Tonight, as I was listening to the song “Little Sparrow” covered by David Cook, I started to think back on the men I have dated, and in particular a man I was thinking about maybe possibly … but probably not.
“All ye maidens fair and tender
Never trust the hearts of men
They will crush you like a sparrow
Leaving you to never mend”
Caught in my head. I started to think about all the times that I thought I was starting something new only to find the men/boys had lied or deceived me in order to simply get their dicks wet.
Wouldn’t it be nice to just have a frank conversation and be honest.. know what you’re getting into ahead of time? To be able to trust that other person to be honest back?
To be able to say, I really like sex and I’m looking for something long lasting… and if they aren’t, they admit it and respect you as a person enough to walk away.
See that’s the big issue. Respect. Honesty. Honor.
Where are all the men today?
I hear men all the time talking about how women and feminism is ruining men. Making them weak little pussies or whatever.
But you want to know what really makes a man?
Respecting someone else.
Being Honest about your intentions.
Having Honor in your actions that if someone says “Yes I want this, but only in this way” that they hear it and if they can’t fulfill it, they say so.

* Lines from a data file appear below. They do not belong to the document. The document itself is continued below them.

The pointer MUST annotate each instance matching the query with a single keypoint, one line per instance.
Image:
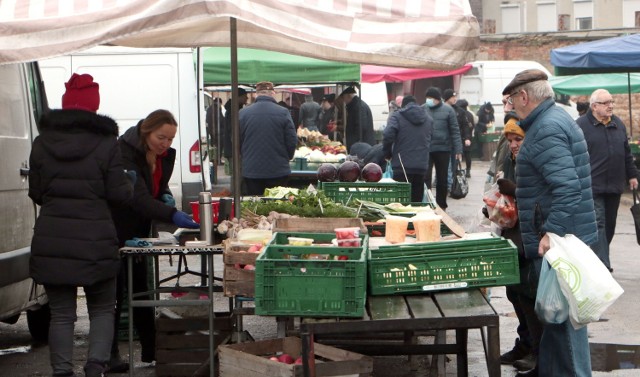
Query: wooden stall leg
(493, 348)
(463, 361)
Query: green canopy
(615, 83)
(260, 65)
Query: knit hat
(448, 93)
(511, 127)
(407, 100)
(82, 93)
(434, 93)
(264, 85)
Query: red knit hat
(82, 93)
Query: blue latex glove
(131, 175)
(136, 242)
(183, 220)
(168, 200)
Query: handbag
(459, 186)
(635, 212)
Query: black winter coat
(134, 220)
(75, 174)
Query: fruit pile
(349, 171)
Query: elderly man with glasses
(612, 166)
(553, 190)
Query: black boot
(117, 365)
(95, 368)
(518, 352)
(530, 373)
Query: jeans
(417, 185)
(101, 300)
(606, 206)
(563, 350)
(441, 162)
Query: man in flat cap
(267, 142)
(359, 125)
(553, 190)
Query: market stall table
(409, 315)
(138, 300)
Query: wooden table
(410, 315)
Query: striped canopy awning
(436, 34)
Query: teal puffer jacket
(553, 177)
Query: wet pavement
(20, 357)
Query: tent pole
(630, 110)
(235, 126)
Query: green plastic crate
(311, 288)
(434, 266)
(383, 193)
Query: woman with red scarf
(146, 150)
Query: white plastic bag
(585, 281)
(551, 305)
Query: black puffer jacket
(76, 174)
(134, 220)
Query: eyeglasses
(510, 99)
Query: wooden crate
(316, 224)
(182, 344)
(238, 282)
(252, 360)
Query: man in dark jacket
(267, 140)
(359, 125)
(228, 132)
(444, 141)
(406, 142)
(612, 166)
(553, 190)
(76, 174)
(450, 97)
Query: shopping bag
(635, 212)
(585, 281)
(551, 306)
(388, 172)
(459, 186)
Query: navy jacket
(553, 179)
(267, 139)
(446, 133)
(134, 220)
(611, 160)
(75, 175)
(408, 134)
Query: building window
(547, 16)
(511, 18)
(584, 23)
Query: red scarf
(157, 176)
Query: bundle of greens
(306, 203)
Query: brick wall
(537, 47)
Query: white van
(375, 95)
(485, 81)
(22, 102)
(133, 83)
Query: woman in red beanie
(76, 174)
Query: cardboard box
(238, 282)
(252, 360)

I was talking with a new friend yesterday, and we were discussing men and relationships… and I was admitting my stark lack of trust.
I really want to.. I want to trust someone again.. but I just don’t see it happening.

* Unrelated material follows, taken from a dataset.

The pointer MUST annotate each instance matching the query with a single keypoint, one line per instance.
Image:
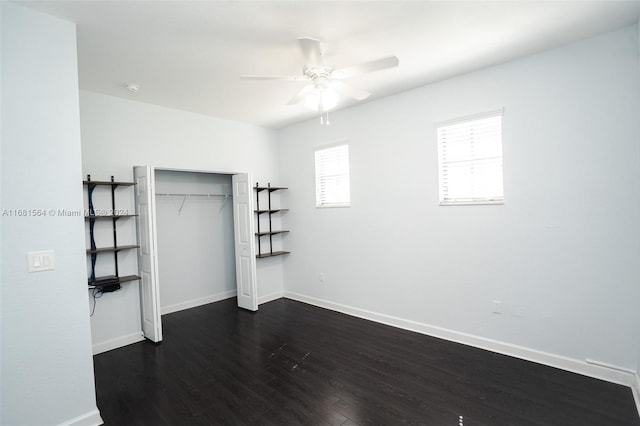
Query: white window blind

Men, is it really that important to have sex that you have to emotionally rape a girl to get it? You may think it’s no big deal. But it is. If you know a girl is looking for something more than just sex, and you persist with her, you are essentially promising to date her, and because of that, she is agreeing to sex now… rather than waiting. She has agreed to those parameters, and if you just walk away or have no intentions of dating her, you are raping her. Because if you were honest, you know she’d say no. You know it, and you do it anyway.